The RenalGuard™ System (PLC Medical Systems, Inc. Franklin, MA, USA) is a device that can guide the physician in achieving high urine output with a low furosemide dose while simultaneously balancing urine output and venous fluid infusion to minimize the risk of overhydration or underhydration. Several studies have demonstrated that the approach of controlled, forced diuresis using the RenalGuard therapy is more effective than the conventional therapy in preventing CI-AKI in high-risk patients [17], [18], [19], [20]. However, the automated RenalGuard system is not widely available especially in many low- and middle-income countries. In our study, we have shown in randomized controlled trial the value of a non-automated matched hydration and forced diuresis in the prevention of CIN in patients with CKD who had undergone coronary procedures. The main finding of this study is the statistically significant lower rate of CIN among patients who received non-automated matched hydration and forced diuresis compared to the control group (8.01% vs. 14.04%, p < 0.001). In subgroups analysis, the incidence of CIN was not statistically different in patients undergoing urgent coronary procedures. This is likely due to the small sample size of patients who underwent urgent procedures in our study sample.
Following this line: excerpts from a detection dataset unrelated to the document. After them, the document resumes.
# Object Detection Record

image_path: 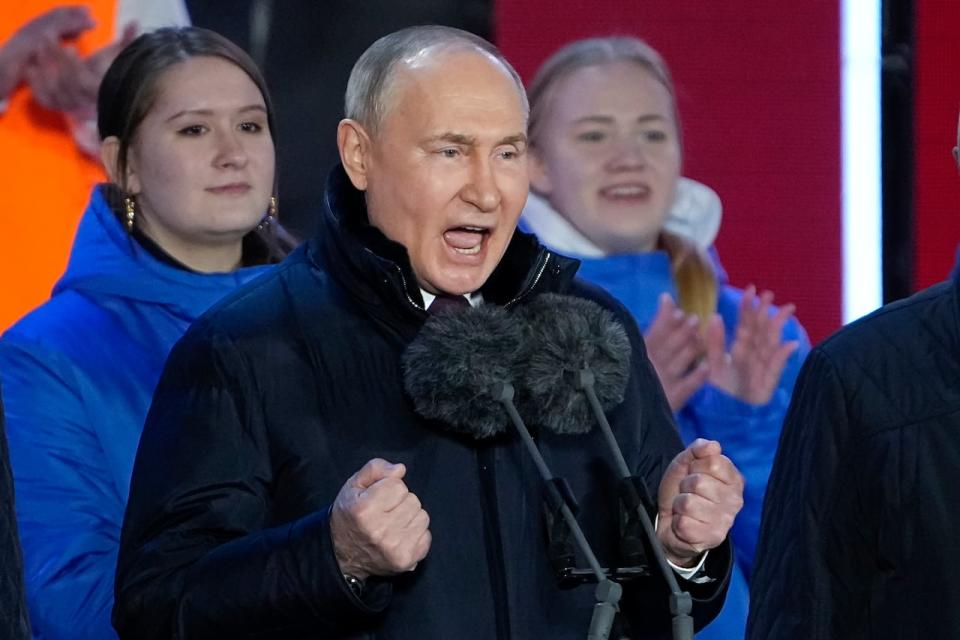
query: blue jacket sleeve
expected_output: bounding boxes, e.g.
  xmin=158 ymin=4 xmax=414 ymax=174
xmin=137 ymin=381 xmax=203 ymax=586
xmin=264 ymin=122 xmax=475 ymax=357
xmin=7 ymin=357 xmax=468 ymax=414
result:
xmin=114 ymin=321 xmax=392 ymax=640
xmin=0 ymin=339 xmax=123 ymax=640
xmin=677 ymin=310 xmax=810 ymax=577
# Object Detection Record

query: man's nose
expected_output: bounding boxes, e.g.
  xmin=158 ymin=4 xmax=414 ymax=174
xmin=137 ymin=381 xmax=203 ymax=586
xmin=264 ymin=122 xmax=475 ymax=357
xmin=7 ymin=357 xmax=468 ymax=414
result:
xmin=460 ymin=157 xmax=500 ymax=212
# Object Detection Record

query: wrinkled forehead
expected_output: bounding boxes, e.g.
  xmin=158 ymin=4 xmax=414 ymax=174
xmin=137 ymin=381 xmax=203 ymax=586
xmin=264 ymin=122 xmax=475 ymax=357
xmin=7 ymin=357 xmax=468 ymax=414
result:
xmin=384 ymin=42 xmax=529 ymax=122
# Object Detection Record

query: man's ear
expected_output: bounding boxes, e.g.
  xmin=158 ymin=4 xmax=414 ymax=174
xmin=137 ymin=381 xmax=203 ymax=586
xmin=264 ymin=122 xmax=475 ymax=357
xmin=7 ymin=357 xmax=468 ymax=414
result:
xmin=527 ymin=147 xmax=553 ymax=196
xmin=337 ymin=118 xmax=372 ymax=191
xmin=100 ymin=136 xmax=140 ymax=193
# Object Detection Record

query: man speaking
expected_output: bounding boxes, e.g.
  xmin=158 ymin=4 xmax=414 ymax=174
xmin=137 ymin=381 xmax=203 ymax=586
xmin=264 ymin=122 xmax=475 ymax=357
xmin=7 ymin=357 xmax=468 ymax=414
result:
xmin=114 ymin=27 xmax=743 ymax=639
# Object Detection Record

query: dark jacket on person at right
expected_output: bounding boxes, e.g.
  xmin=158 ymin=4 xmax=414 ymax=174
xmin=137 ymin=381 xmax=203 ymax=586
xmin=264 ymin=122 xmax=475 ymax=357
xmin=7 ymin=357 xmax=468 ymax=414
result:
xmin=747 ymin=273 xmax=960 ymax=640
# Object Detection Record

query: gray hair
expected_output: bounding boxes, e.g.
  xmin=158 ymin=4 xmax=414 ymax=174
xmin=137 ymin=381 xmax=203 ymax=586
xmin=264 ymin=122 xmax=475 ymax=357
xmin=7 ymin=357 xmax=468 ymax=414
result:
xmin=344 ymin=25 xmax=530 ymax=133
xmin=528 ymin=36 xmax=680 ymax=149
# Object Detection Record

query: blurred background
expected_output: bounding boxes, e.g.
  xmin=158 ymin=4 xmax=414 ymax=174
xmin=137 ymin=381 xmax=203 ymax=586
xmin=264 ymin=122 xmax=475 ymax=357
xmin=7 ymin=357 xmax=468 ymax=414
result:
xmin=0 ymin=0 xmax=960 ymax=343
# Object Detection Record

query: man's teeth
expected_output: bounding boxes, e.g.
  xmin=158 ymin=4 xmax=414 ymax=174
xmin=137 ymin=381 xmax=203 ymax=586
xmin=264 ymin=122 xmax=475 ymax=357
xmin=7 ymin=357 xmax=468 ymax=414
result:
xmin=606 ymin=187 xmax=647 ymax=198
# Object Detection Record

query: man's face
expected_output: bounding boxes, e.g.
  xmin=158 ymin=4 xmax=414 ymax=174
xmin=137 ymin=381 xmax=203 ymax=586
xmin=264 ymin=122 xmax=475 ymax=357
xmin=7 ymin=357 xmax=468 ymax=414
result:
xmin=365 ymin=51 xmax=528 ymax=294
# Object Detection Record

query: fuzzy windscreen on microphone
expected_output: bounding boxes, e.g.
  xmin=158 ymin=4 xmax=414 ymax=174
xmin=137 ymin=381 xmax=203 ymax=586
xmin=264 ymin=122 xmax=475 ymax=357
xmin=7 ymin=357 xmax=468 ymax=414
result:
xmin=517 ymin=293 xmax=631 ymax=434
xmin=402 ymin=305 xmax=524 ymax=438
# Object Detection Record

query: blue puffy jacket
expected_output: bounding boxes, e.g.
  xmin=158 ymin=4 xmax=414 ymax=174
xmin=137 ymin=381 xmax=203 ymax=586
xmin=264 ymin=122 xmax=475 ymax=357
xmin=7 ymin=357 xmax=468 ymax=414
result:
xmin=521 ymin=211 xmax=810 ymax=640
xmin=0 ymin=188 xmax=278 ymax=640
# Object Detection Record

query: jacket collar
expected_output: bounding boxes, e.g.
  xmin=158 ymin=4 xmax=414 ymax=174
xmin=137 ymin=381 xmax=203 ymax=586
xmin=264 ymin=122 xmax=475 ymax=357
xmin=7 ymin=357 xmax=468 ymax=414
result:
xmin=308 ymin=165 xmax=579 ymax=321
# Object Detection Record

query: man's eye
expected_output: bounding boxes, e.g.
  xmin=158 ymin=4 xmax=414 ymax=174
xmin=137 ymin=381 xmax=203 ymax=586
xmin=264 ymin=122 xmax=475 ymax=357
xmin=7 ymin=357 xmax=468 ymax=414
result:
xmin=577 ymin=131 xmax=607 ymax=142
xmin=643 ymin=130 xmax=667 ymax=142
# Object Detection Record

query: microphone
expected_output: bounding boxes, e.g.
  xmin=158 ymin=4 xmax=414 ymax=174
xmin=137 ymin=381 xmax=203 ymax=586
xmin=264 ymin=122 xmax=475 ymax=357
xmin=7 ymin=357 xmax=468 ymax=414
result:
xmin=401 ymin=305 xmax=622 ymax=640
xmin=517 ymin=293 xmax=693 ymax=640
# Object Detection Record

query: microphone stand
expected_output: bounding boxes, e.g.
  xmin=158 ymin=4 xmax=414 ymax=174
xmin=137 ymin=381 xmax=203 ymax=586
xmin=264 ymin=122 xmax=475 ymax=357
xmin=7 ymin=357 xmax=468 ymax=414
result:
xmin=492 ymin=382 xmax=624 ymax=640
xmin=577 ymin=366 xmax=693 ymax=640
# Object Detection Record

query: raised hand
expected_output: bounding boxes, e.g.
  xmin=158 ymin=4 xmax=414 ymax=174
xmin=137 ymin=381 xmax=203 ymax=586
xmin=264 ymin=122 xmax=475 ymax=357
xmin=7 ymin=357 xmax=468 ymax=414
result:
xmin=643 ymin=293 xmax=709 ymax=411
xmin=657 ymin=438 xmax=744 ymax=567
xmin=0 ymin=6 xmax=94 ymax=99
xmin=706 ymin=285 xmax=799 ymax=405
xmin=330 ymin=458 xmax=431 ymax=579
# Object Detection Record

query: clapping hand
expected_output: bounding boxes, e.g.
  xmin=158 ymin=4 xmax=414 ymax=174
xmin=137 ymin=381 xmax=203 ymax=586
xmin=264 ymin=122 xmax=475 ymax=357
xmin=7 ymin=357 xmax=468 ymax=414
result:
xmin=706 ymin=285 xmax=799 ymax=405
xmin=643 ymin=293 xmax=710 ymax=411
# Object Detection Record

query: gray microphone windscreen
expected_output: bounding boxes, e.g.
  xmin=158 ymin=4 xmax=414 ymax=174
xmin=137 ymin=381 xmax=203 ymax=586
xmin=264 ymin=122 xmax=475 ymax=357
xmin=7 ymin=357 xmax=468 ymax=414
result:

It is also noteworthy that baseline mean serum creatinine was similar in both MHFD and control groups. Although the MHFD group had younger patients and had low number of CTO-PCIs performed, overall MHFD group had higher rate of atherosclerosis-related risk factors such as DM, HTN, smoking and PAD, suggesting a higher risk of CIN in this group. Despite this increased risk profile, the rate of CIN was lower in the MHFD group. The magnitude of benefit seen in our study is similar to that achieved by MYTHOS trial that examined the benefits of furosemide-induced high-volume diuresis and maintenance of intravascular volume through automatic RenalGuard matched hydration system for the prevention of CIN in high-risk patients undergoing coronary procedures [18]. Our study suggests that a non-automated MHFD method can be used as an effective alternative to the RenalGuard system.

Study limitations

This study has several limitations. First, this was a single-center open-label study. However, this study is conceived a pragmatic study with limited funding and therefore it was not possible to blind the study. Secondly, patients with left ventricular systolic dysfunction were not included. Thirdly the results from this trial should not be applied to patients undergoing primary PCI and especially to those with severe impairment of renal function, as the mean eGFR was 46.37 ± 10.25 ml/min/1.73 m2. It should however be noted that to the best of our knowledge, this is the largest study of non-automated matched hydration forced diuresis in patients with CKD undergoing coronary interventions.

Conclusion

Similar to previously published studies, in the CINEMA study, we showed that furosemide-induced diuresis with maintenance of intravascular volume through a non-automated matched hydration is effective and safe method in reducing the risk of CIN in CKD patients undergoing coronary procedures.

Declaration of Competing Interest

The authors declare that they have no known competing financial interests or personal relationships that could have appeared to influence the work reported in this paper.